Recent Trends in Trade Adjustment Assistance
Signs of Stress in the Tennessee Economy?
by Steven G. Livingston
Tennessee workers and firms are increasingly exposed to international trade. Although growing trade lifts many boats, it also sinks more than a few. One of the few programs for those who are harmed by trade is the Trade Adjustment Assistance (TAA) program, enacted by Congress nearly 50 years ago. The TAA provides a combination of job training, income support, and tax credits to workers who have lost their jobs as a result of increased imports competition or because production has been shifted overseas. (A similar program exists for specifically NAFTA-related trade as well.) In this article, we use the TAA program as a sort of "canary in the coal mine" in order to examine the local economy. The larger the usage of the TAA, the greater the stress the local economy may be experiencing. From this perspective, let's look at the TAA trend in Tennessee.

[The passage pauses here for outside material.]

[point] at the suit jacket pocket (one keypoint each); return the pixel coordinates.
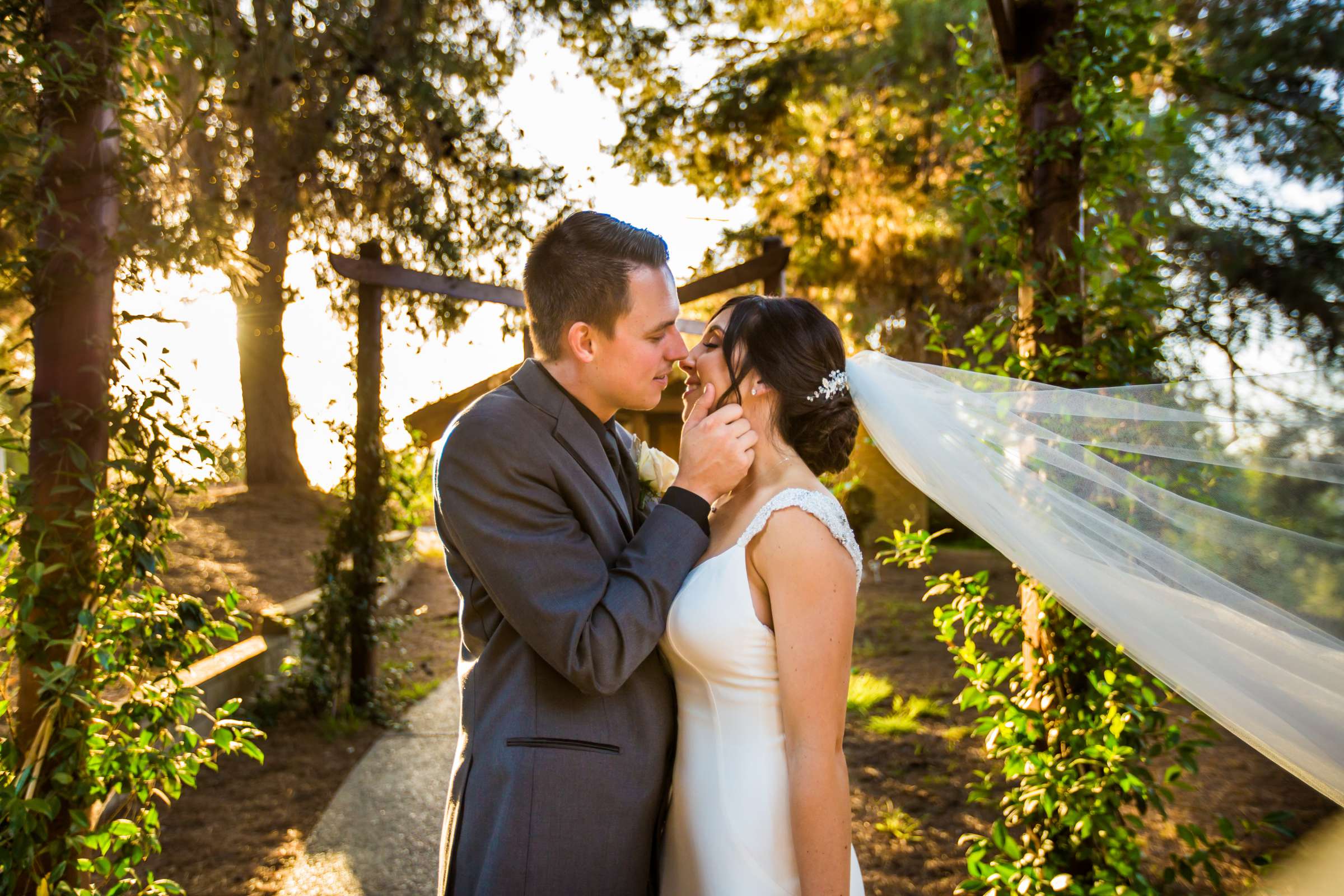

TAA actions begin with a petition from the affected workers, the company, a union or other authorized representative, or a public agency (usually the state employment agency — in Tennessee, the Department of Labor and Workforce Development). The Labor Department's Office of the TAA then examines the petition. If it is found to have merit, the TAA office issues a certification to that effect, and workers are eligible under the program's auspices. There is some dispute about the true relation between TAA petitions and international trade. Some argue that the number of petitions is inflated because firms and workers will seek help under the TAA even if trade was not really the primary problem. Others respond that the difficulty and length of the TAA process instead leads to fewer petitions than objective trade conditions would warrant. Without trying to judge this argument, one can say minimally that a TAA petition results from some kind of economic hardship and thus, in the aggregate, is signaling . This is probably true even if the petition is rejected. Rejections are based not on hardship itself, but upon the demonstration of trade as the cause.

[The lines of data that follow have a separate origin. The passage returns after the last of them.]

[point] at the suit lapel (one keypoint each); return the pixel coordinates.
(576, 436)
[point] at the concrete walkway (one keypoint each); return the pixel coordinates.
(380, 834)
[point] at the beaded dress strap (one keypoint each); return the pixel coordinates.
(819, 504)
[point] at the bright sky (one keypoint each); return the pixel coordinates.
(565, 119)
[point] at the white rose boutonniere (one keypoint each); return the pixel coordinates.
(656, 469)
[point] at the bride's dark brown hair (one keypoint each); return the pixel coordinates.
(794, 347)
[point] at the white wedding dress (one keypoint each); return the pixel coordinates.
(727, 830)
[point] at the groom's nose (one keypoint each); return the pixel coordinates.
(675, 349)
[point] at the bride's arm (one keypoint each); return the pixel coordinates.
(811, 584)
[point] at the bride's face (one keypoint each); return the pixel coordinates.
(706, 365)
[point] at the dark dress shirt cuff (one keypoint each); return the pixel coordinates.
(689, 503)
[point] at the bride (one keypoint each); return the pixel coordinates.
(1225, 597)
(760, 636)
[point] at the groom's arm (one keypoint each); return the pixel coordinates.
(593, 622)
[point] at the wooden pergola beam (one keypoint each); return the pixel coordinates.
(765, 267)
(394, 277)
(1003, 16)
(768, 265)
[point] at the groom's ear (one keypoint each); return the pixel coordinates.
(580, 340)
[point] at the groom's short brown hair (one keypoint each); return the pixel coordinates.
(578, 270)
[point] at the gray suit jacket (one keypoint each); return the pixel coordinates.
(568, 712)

Over the past three years, 414 TAA petitions have been introduced from the state of Tennessee. Petitions rose sharply beginning in mid-2008, spiking in the middle of 2009. This is not conclusive evidence of increasing difficulties, because a liberalization of the program this past May encouraged additional petitions. On the other hand, why was the program liberalized? Presumably due to worsening economic conditions! Nevertheless, the trajectory of the petitions appears, at the moment, to resemble more a sudden spike than it does a secular increase in petitions. The petitions have amounted to the equivalent of one per year for every 50 Tennessee manufacturing establishments. This is only a rough measure, however, because a minority of petitions falls outside the manufacturing sector (for Tennessee, about 13%) and it is possible for the same firm or group of workers to launch multiple petitions. The Armstrong Woods Products plant in Oneida generated seven petitions over the past three years, the most for any operation, and illustrative of the point.